801 Views Asked by At

I make use of couchdb/pouchdb to replicate data from a server down to a mobile device (data is only replicated downstream to the mobile device).

As my dataset is large (approx 100,000 documents) i'm try to use the compact feature in pouchdb to ensure that the size of the database on disk remains small and does not grow to an unmanagable size.

My tests however are showing that manually compacting the database is having no affect on disk space used. In my tests i am replicating 100,000 documents from my couchdb to a pouchdb using Chrome.

Looking at the "C:\Users[USERNAME]\AppData\Local\Google\Chrome\User Data\Default\databases[SERVER_URL]" directory, which i believe Chrome saves the database too, the file that is generated after replicating the database is approx 71MB.

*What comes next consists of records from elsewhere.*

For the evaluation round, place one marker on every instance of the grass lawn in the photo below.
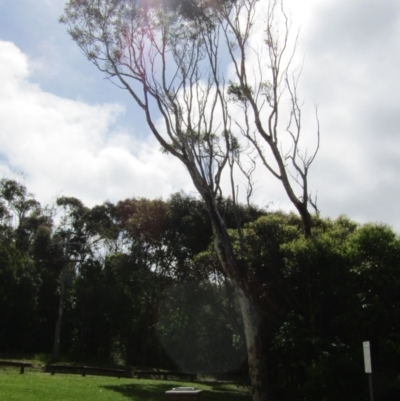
(38, 386)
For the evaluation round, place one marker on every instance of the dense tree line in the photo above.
(145, 288)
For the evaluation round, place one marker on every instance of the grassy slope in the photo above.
(35, 386)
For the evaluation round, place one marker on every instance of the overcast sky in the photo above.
(70, 132)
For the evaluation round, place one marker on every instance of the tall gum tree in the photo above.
(167, 55)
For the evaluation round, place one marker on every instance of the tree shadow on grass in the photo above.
(156, 392)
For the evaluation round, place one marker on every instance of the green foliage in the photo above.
(148, 290)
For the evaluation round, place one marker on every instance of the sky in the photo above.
(65, 130)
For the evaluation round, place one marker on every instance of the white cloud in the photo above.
(70, 147)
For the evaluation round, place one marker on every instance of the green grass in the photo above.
(38, 386)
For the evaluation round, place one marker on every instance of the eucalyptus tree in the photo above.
(264, 80)
(167, 56)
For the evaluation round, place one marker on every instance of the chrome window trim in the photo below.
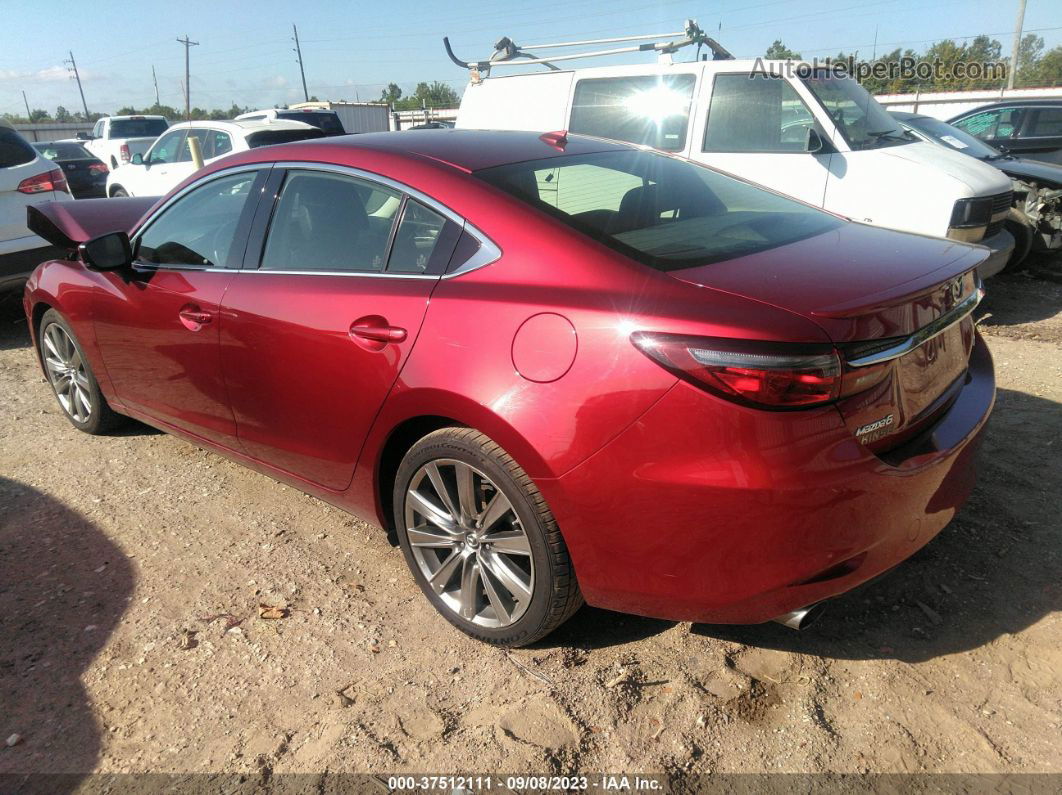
(489, 252)
(924, 334)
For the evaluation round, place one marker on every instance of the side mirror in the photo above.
(107, 252)
(815, 144)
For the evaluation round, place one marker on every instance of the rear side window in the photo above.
(662, 211)
(14, 150)
(269, 137)
(138, 127)
(648, 109)
(330, 222)
(1047, 121)
(199, 228)
(756, 113)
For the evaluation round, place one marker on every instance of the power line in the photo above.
(76, 76)
(188, 87)
(298, 51)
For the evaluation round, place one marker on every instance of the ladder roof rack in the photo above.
(508, 52)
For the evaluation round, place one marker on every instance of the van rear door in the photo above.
(756, 126)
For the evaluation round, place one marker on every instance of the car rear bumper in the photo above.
(713, 513)
(1000, 245)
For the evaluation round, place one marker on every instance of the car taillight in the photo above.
(54, 179)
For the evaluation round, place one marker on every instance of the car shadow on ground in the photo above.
(64, 587)
(995, 570)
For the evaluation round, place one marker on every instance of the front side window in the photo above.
(998, 123)
(168, 148)
(663, 212)
(14, 150)
(863, 123)
(330, 222)
(199, 228)
(1046, 123)
(649, 109)
(756, 113)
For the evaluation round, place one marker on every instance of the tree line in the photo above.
(1035, 68)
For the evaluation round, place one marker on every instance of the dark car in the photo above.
(86, 174)
(1038, 186)
(1025, 127)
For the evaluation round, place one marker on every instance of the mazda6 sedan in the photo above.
(558, 368)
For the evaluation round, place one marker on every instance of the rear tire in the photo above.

I then update 20,000 documents in the couchdb by simply incrementing a value on each. I subsequently replicate these changes down to my pouchdb in Chrome. This results in the database growing to 81MB. Manually compacting the database after this does not affect the size of the pouchdb on disk. I have performed this sequence of operations a few times and have never seen the pouchdb file created by Chrome decrease in size.

Summary of test:

  1. Populate couchdb with 100,000 docs
  2. Replicate couchdb to pouchdb using Chome. Results in 71MB database.
  3. Update 20,000 docs in couchdb. Replicate to pouchdb. Results in 81MB database.
  4. Manually compact pouchdb. No change in file size.
  5. Update 20,000 docs in couchdb. Replicate to pouchdb. Results in 83MB database.
  6. Manually compact pouchdb. No change in file size.
  7. Update 20,000 docs in couchdb. Replicate to pouchdb. Results in 84MB database.
  8. Manually compact pouchdb. No change in file size.

I have created a small example application to illustrate my example. You can find the files here (please read readme.txt!) You can use this to reproduce my test.

Am i misunderstanding what compact does in pouchdb? I assumed that by deleting old revisions of documents (and only keeping leaf-nodes) that the disk size of my pouchdb would stay relatively the same size in the above example.

Or have i made a silly coding error? (Not unusual for me!).

Thanks for your help in advance,

Andrew.

UPDATE - After performing the above test I decided to use pouch to retrieve one of my documents. I found that _revisions was an array which contained 4 elements. Is the reason why my database is continually growing in size because pouchdb keeps a track of all the revision ids for a document? Should this be the case if i compacted my database?

2

There are 2 best solutions below

0
On BEST ANSWER

It appears you are using the WebSQL adapter. SQLite has an odd characteristic, which is that it doesn't necessarily clean up its space usage unless you do an explicit VACUUM command. Off the top of my head, I don't know if VACUUM is even available in WebSQL, but you may want to try it after compaction in order to truly clean up the size of the database.

If that fix works, we may also be interested in adding the VACUUM command to PouchDB itself when you compact, so that you don't have to do it manually. :)

0
On

@nolan, thanks for this pointer. I added the following line of code in the setup() function in pouchdb.cordova-sqlite.js which is the pouchDB adapter for sqllite.

tx.executeSql("PRAGMA auto_vacuum = FULL");

It works! It does free up disk space (I checked it on our iOS app). Thanks.